Sen. Reginald Thomas, D-Lexington, will attempt once again to increase the minimum wage paid to workers across the state through a bill he says he’ll file before the 2021 General Assembly convenes in January.

Kentucky’s minimum hourly wage is $7.25 per hour, a level held for the past 12 years and equal to the federal minimum wage. Thomas proposes increasing it to $15 per hour by 2026 through a series of five staggered annual increases. Similar bills he has sponsored during the each of the past three years failed to make it out of committee.

“Right now, times are hard,” Thomas told reporters when speaking about his planned bill. “The global pandemic has brought to light many of the struggles working Kentuckians deal with every day. As the market rebounds and people return to work, they need a wage that is livable to support themselves and their families.”

What Thomas failed to also mention is the significant impact the ongoing pandemic has had on struggling businesses across the state.

Too many small business owners are struggling to hang on, desperately hoping for light at the end of what has been a long, dark tunnel.
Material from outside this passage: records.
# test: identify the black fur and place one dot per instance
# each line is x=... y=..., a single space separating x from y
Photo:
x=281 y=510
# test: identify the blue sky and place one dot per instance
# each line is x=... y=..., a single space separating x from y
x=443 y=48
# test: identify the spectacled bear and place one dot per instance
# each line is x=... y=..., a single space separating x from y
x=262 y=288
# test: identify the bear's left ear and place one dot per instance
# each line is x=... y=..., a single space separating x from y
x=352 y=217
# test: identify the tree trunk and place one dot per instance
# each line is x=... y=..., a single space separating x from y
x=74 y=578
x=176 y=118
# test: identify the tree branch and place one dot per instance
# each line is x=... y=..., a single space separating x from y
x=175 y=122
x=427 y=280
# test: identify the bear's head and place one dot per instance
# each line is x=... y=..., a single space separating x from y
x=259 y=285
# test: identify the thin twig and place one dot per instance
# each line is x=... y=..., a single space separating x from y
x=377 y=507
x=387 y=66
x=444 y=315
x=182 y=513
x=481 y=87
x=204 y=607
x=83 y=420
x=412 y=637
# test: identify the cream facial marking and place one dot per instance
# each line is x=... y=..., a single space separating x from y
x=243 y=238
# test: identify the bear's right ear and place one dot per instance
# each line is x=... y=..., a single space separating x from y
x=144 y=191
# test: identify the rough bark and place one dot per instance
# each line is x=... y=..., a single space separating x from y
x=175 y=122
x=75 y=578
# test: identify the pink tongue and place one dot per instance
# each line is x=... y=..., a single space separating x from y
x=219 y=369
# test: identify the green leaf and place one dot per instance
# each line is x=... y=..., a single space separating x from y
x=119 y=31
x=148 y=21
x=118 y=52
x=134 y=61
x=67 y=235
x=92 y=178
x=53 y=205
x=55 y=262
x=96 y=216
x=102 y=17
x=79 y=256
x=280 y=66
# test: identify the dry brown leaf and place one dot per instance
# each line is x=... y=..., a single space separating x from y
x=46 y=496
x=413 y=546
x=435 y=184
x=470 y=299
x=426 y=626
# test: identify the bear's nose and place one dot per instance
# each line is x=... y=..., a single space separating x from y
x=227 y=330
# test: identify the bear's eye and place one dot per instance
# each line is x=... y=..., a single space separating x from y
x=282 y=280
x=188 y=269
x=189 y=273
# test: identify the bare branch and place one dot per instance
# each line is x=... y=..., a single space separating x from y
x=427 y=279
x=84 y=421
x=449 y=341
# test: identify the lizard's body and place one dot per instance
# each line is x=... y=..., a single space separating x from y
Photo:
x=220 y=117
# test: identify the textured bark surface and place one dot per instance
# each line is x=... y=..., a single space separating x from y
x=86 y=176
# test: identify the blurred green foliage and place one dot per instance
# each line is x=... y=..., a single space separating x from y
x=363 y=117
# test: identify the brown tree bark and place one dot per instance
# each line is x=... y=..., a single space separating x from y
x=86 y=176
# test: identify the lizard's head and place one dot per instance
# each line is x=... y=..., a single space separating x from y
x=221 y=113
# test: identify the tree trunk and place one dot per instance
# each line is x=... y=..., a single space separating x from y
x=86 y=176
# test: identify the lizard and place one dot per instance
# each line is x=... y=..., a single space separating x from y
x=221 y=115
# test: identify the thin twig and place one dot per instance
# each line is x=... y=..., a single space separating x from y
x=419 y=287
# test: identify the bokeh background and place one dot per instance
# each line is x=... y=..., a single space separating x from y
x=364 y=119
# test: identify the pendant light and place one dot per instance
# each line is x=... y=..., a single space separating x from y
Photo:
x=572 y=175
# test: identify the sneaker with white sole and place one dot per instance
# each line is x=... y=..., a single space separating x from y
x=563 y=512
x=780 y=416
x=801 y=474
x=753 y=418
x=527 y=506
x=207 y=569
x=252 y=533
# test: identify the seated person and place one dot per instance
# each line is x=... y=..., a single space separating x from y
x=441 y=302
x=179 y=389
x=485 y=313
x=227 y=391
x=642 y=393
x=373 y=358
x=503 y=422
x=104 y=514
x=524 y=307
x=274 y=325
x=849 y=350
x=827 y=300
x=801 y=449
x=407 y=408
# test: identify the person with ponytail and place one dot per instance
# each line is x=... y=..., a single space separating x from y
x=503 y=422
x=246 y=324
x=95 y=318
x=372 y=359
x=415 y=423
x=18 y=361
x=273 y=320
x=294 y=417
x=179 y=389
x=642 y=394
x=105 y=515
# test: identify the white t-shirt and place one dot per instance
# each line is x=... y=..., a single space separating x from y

As the nation claws and crawls its way out of the pandemic once a proven vaccine is made readily available and becomes as widespread as the virus itself, the worst possible thing any legislative body can do is impede the recovery of businesses which make up the marketplace.

Mandated increases in minimum wages will put some businesses and industries into the position of having to decrease employment to offset growing payroll expense.

Others will attempt to pass along the increased labor expense to their customers, some of whom will buy less frequently and others not at all

Both scenarios are harmful to workers and the employers who pay them.

No one should argue against the importance of Kentucky workers receiving a livable working wage. But according to the Bureau of Labor Statistics report released in September by the U.S. Department of Labor, few of Kentucky’s workers actually are paid at the minimum wage level.

The average weekly wage listed in the statistics for Kentucky during the March 2019 to March 2020 period was $943, well above the minimum weekly wage of $290 and above the weekly living wage of $927.60 for an adult with a child at home. The statistics lists Hardin County to have an average weekly wage of $844.

Of Kentucky’s small retail and service businesses who do have lower than average wage levels, it’s because their profit margins aren’t large, not because they want their employees pay to be low. Hitting these companies with higher wage mandates isn’t going to improve their operating margins or their ability to pay more. Only the opposite will occur.

The best thing Thomas and his fellow Kentucky legislators could do for workers on the low end of the pay scale is make Kentucky a more attractive and lucrative environment for new and expanding business.

Wages naturally increase where expanding employment opportunity and competition for skilled workmanship and ability meet in the market.

Given the uncertainty Kentuckians are facing at the present time, artificially propping up pay with a mandated increase in the minimum wage in 2021 would be ill-timed and unwise.

This editorial represents a consensus of The News-Enterprise editorial board.